By the way, women, learn your lesson. NEVER HIRE THE HOT NANNY. Your husband will bang her 100% of the time.
Marilyn Monroe – Banged John F. Kennedy

Marilyn is the sex symbol of the century. She took beauty, audacity and sluttiness and mixed it into an unforgettable package. Even though she has been passed on for a while, men STILL jerk it to her. … which is morbid, I know. But I can’t help that I only have old Playboys my grandpa left lying around. She slept with JFK, you know that really famous president who was shot and crap? And who was sleeping with Jackie O at the time. (Who I also still whack off to.) Marilyn Monroe, we bow down before you.
Rebecca Loos – Banged David Beckham
Rebecca (ANOTHER hot nanny) and David were banging behind Victoria’s back. But these wives need to get a clue. It doesn’t take an hour and fifteen minutes for two people to change a baby’s diaper. This does give my girlfriend hope, though. I’d marry and impregnate her if that meant I get to pound some hot 18-year old nanny ass someday.
Loos? … Hahaha her last name means toilet.

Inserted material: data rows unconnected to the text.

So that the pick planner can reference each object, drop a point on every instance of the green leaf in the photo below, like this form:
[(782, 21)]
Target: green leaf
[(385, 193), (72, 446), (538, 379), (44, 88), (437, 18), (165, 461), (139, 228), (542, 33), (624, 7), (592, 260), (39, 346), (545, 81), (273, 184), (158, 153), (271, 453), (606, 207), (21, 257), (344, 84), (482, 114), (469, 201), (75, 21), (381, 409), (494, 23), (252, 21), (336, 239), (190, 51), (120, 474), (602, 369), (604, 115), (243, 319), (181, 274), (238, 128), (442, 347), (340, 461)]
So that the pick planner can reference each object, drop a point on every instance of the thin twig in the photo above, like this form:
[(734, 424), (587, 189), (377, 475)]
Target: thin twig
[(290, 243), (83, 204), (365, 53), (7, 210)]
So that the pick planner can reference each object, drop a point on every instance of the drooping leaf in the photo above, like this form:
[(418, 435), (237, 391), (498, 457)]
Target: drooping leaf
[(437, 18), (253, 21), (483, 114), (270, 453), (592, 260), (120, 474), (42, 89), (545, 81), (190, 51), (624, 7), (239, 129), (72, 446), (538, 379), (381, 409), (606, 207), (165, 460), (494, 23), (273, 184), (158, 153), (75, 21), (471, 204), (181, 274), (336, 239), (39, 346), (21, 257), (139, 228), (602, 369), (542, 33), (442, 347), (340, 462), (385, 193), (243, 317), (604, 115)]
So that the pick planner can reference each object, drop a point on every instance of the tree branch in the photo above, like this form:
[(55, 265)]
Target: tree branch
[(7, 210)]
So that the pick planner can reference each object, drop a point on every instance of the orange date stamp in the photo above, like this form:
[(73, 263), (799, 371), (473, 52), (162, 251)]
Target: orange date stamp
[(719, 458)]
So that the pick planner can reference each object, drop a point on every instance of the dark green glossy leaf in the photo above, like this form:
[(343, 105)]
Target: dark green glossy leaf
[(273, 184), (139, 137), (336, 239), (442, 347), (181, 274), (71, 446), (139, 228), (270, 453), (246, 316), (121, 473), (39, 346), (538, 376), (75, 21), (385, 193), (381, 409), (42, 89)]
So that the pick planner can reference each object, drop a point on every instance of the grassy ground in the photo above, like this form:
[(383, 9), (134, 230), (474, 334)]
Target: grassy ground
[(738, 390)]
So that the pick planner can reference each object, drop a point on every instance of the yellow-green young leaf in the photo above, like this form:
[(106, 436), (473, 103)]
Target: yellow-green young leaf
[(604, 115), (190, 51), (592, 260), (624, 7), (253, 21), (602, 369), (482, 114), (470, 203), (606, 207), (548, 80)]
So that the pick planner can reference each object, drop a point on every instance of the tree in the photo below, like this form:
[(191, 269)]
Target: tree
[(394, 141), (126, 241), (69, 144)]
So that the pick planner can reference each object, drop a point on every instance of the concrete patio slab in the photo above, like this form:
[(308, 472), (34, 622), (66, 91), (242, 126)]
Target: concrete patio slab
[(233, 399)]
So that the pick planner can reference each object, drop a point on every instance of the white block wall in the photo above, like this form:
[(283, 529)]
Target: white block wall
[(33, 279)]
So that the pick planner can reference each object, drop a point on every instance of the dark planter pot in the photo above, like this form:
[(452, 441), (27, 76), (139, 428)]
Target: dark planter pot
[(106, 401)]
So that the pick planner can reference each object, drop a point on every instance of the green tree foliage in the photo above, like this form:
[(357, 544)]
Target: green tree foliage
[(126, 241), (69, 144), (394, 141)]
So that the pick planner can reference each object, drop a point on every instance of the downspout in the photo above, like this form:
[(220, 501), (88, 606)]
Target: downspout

Elizabeth Taylor – Banged Eddie Fisher and Richard Burton
Elizabeth was a hot damsel in her day – hot enough to steal away TWO married men, Eddie Fisher and Richard Burton. She was the sweet sort of mistress though. After ravaging a guy for months while the wife was unaware, she’d marry it once the poor guy got a divorce. She was a slut and she knew it. At one point she admitted “I guess the world thinks of me as such a scarlet woman, I’m almost purple.” Want to know what else is purple, Eliza?